Somehow I resisted the temptation to pick up the book and only recently I entered a well-known bookstore in Bangalore. Lo and behold, the book made its aggressive presence felt once again. This time I bought it and read it. It proved great reading. The author, Rush Limbaugh, is one of US’ pre-eminent commentators and constitutional lawyer and this book produced a flattering certificate from Edwin Meese, US attorney general under President Ronald Reagan: Men in Black is one of the finest books on the Constitution and the judiciary I’ve read in a very long time. It combines history, law, and current events in an extremely interesting, insightful and compelling examination of a dire problem – the intensifying assault on our constitutional process and governmental structure by a relentlessly power-hungry judiciary. There is no better source for understanding and grasping the seriousness of this issue the Men in Black.”

It is encouraging that Parliament, academicians and the bar are currently concerned about judicial reform. I write this with a sense of urgency and anguish. I cannot in this piece pretend to be exhaustive or even nearly so. I propose to write only about the Supreme Court and that too only about the manner in which criminal justice is being administrated by some of the judges of that court. I will completely avoid the power hungry aspect to which Edwin Meese refers. I only discuss the intellectual inadequacy of some judges who daily presume to deal with the live and liberty of unfortunate citizens. The power of the Supreme Court to punish for contempt of itself has deterred many from making a frank appraisal and evaluation of our judicial stock. I am aware that the Supreme Court has ruled that in exercising its contempt jurisdiction it is not fettered by the Contempt of Courts Act and also that the truth of a statement made about judges is no defence to a charge of contempt. Even so, it is time that somebody courageously spoke up. What follows is no means flattering to the Men in Black, I believe some of them have disgraced the criminal justice system of this country and exposed it to ridicule by all right thinking people the world over.

On April 5, the Lordships Mr. Justice B.N. Agarwal and Mr. Justice H.K. Sema dismissed the appeal of one swami Premananda against his conviction for raping between 1990 and 1994 some 13 girls and also the murder of one inmate of the ashram between April 10 and 17, 1991. He was sentenced to two life imprisonments and denied the benefit of any remissions, which are admissible to all prisoners. Contrary to the provision of the code, no separate charge of each act of rape was framed nor were the dates, particulars and mode of commission of the rapes indicated to the accused. It is conceded at every stage that the charges were hopelessly bad, the objections had been properly taken in the trial court itself and yet the defect was arrogantly left uncertified. The charge itself contains a prolific preamble reading: A-1 Premananda is the founder of Premananda Ashram in Melapachaikudi village in the year 1989 and the ashram is an institution for the reception and care of women and children within the meaning of explanation 2 of Sec. 376 Indian penal Code and A-1 by claiming himself possessing miraculous powers by performing lingothbhavam and taking out vibhoothi from out of empty hand mouth and A-1 misused the belief reposed in him by the disciples and the inmates of the ashram for cheating and for outraging the modesty of the women and also for committing rape on the inmates, who had taken shelter in the ashram.”

It is quite clear from the preamble that no forcible rape was at all alleged and nor indeed any statutory rape of a minor girl. On the charges as framed he should have been acquitted because the consent of a girl is vitiated and not held to be consent only if the girl was made to believe that the accused was her husband or had intoxicated her. This is not intended to be a restatement of the poor convict’s case strong though it is and I believe he should have been acquitted.

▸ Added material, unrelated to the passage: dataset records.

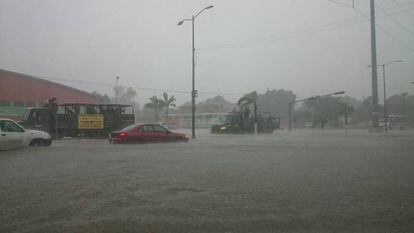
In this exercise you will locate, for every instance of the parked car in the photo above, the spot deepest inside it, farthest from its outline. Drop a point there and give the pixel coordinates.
(144, 133)
(13, 135)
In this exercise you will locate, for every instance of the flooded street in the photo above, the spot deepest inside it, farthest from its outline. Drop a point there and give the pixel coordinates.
(306, 181)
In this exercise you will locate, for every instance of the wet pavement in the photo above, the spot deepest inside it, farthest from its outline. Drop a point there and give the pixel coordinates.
(304, 181)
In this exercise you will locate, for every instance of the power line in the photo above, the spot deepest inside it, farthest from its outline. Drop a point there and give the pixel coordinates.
(386, 32)
(402, 7)
(137, 87)
(300, 33)
(395, 20)
(341, 3)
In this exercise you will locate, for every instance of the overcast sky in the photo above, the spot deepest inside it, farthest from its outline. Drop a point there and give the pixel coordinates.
(241, 45)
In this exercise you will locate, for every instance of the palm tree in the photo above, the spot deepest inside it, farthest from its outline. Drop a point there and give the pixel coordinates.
(167, 103)
(246, 101)
(156, 104)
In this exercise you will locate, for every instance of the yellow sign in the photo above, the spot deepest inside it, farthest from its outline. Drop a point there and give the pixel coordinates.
(90, 121)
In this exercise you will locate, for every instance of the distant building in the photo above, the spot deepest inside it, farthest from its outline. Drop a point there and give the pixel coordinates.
(19, 91)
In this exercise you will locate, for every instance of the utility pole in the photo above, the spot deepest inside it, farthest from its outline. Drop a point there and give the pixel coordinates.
(193, 91)
(116, 90)
(375, 116)
(193, 87)
(290, 116)
(385, 102)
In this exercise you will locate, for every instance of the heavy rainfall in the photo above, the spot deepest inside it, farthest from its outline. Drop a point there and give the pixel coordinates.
(207, 116)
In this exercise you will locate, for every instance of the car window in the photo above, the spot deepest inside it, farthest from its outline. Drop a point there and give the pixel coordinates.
(159, 129)
(146, 128)
(9, 126)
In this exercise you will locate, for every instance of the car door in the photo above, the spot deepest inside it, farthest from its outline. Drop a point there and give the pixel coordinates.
(11, 134)
(162, 133)
(147, 134)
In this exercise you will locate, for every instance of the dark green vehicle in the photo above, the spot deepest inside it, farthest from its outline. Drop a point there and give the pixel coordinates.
(79, 120)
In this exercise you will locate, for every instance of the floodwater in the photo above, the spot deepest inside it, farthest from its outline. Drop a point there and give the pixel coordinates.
(305, 181)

Swami Premananda, who was originally running an orphanage in Sri Lanka, migrated to South India after the ethnic riots in his native country. He founded a new ashram in Fathimanagar about 30 miles away from Trichy in Tamil Nadu. The ashram is situated on sprawling land. It had a school, a library, a prayer room and a larger kitchen. About 500 persons live in the ashram and 200 of them, 100 boys and 100 girls, receive free education, lodging and boarding. This is how the prosecution witness – not a defence witness – one Dinesh, described the work of the Ashram: “The girls and the boys were maintained separately in the ashram and the rules were strict. At the time of doing the work and the pujas, the girls and boys would be together. At other times the boys and girls would be in their respective places. The married couples who came to the ashram were allowed to be together. If unmarried men and women came to the ashram, they would stay separately. The girls who stayed in the girls’ section were allowed to speak to each other. The children who came with their parents were not restricted to speak with their parents and to be with their parents. Right from the day the ashram functioned in Matale and functioned in Fathimanagar, the principle of the ashram was to spread the religion and the religious feelings amongst the people. Three times puja sessions were being conducted at the ashram. There were severe regulations and restrictions. A-1 and Divya used to deliver religious discourses in the ashram. Outsiders never delivered any religious discourses in the ashram.”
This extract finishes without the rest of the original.